Taking advantage of Web service functionality, Epicentric Foundation Server includes “a set of tools that tie Web services directly into the portal and user-interface layer. This makes it easy to integrate with internal and external Web services,” says Ed Anuff, chief strategy officer and co-founder of Epicentric in San Francisco.
OnePage, which makes software designed to simplify the process of linking applications and information into portals, has incorporated support for Web services into its software. In the near future, the company plans to announce a partnership with IBM and other portal vendors to develop Web services though portals, according to Michael Marubio, COO of OnePage in Redwood City, Calif.
“Web services will bring better ROI to portal projects and making changes will be easier,” Marubio says. “Once you have every IT resource talking as a Web service you can weave them together to create rich business content.”
Place Your Bets
Recognizing the numerous intersection points between the technologies, many portal infrastructure heavy hitters are making substantial investments in both Web services and enterprise portals.
As a core element of Sun Microsystems’ ONE (Open Net Environment) Web services initiative, iPlanet’s Portal Server is the mechanism to deliver services on demand for Sun ONE, iPlanet’s Fanelli says.
BEA Systems this month rolled out its WebLogic Portal 4.0, which plays a central role in the WebLogic platform family, according to Patrick O’Haren, senior director of marketing at BEA in San Jose, Calif.
“A lot of Web services in our app server group we leverage in the portal,” O’Haren says. “Portals will drive the initial adoption of Web services in the enterprise.”

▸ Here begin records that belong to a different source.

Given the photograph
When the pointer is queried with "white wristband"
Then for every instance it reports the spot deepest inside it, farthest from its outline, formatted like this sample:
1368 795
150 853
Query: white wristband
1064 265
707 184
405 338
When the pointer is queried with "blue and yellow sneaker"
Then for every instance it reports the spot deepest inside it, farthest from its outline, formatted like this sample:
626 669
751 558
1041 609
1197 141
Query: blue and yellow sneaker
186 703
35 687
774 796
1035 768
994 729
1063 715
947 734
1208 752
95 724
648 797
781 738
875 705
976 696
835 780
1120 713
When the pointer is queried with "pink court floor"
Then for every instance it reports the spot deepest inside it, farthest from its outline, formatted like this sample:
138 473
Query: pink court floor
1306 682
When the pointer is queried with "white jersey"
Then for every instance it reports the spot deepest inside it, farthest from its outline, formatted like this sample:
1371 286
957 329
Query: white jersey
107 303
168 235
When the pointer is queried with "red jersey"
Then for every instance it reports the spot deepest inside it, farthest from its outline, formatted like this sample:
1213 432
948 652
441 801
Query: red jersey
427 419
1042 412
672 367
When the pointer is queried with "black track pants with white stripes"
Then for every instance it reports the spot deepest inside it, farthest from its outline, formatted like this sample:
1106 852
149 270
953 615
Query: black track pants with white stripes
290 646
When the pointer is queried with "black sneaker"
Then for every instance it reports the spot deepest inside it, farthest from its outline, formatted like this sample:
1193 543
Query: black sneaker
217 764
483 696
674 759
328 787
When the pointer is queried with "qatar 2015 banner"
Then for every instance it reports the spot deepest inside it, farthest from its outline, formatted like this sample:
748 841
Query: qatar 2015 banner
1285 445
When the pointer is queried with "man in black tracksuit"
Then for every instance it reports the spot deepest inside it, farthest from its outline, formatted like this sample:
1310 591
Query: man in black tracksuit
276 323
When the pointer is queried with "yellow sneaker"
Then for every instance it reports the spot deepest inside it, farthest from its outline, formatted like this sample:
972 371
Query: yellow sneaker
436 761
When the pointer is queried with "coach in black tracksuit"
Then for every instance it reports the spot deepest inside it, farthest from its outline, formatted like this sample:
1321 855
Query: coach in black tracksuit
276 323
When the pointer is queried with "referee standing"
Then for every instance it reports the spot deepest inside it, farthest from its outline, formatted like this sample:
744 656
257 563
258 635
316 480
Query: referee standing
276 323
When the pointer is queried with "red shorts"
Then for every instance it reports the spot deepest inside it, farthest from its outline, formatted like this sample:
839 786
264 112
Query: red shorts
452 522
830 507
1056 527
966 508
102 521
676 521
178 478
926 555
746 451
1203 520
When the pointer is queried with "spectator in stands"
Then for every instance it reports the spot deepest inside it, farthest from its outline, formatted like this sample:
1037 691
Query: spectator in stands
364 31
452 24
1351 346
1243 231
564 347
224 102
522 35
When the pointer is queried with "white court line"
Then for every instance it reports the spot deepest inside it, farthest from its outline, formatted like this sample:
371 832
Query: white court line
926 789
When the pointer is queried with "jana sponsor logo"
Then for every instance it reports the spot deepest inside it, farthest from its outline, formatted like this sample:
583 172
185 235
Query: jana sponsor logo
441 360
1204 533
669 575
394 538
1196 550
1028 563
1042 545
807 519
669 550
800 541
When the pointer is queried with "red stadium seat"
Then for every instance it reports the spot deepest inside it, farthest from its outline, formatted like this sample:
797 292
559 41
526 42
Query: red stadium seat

Meanwhile, Tibco earlier this month rolled out ActivePortal 3, which features a content aggregation platform that supports Web services standards such as UDDI (Universal Description, Discovery, and Integration), SOAP, and WSDL (Web Services Description Language).
In the next release, the portal will be a SOAP server that syndicates content out to other applications, according to David Hickman, product manager for ActivePortal at Tibco in Palo Alto, Calif.
Microsoft’s SharePoint Portal Server was built with close ties to the company’s .NET Web services framework, according to Trina Seinfeld, product manager for SharePoint at Microsoft in Redmond, Wash.
“The first version of SharePoint has a lot of .NET elements. As the .NET framework evolves, we will be working [at] exposing Web services to developers within SharePoint,” Seinfeld says.
For the next version of SharePoint, Seinfeld says, it is determining ways for developers to create links to applications and other resources via Web services in the .NET framework.
IBM for its part is beta-testing a Web services-enabled portal, code-named Harmony, for release in the first quarter of next year. The product embeds collaboration components from its Lotus Software division into the WebSphere Portal Server and will include the ability to publish portal components, such as whiteboarding or presence awareness, as Web services.
“The next milestone is what Web services can mean to the portal platform,” says Larry Bowden, vice-president of e-Portal Solutions at IBM Corp., in Somers, N.Y.
Last month IBM demonstrated the functionality – dubbed a Web Service Proxy Portlet – that enables a portal component, or portlet, to be published as a Web service and put out on a UDDI registry, Bowden says.
This capability to publish portal functions as Web services in a UDDI directory will help foster interoperability among portals, according to Bowden.
The ability to publish portal services to a common directory for all to use and share has the potential “to blow the doors open on what a portal could be,” Bowden says.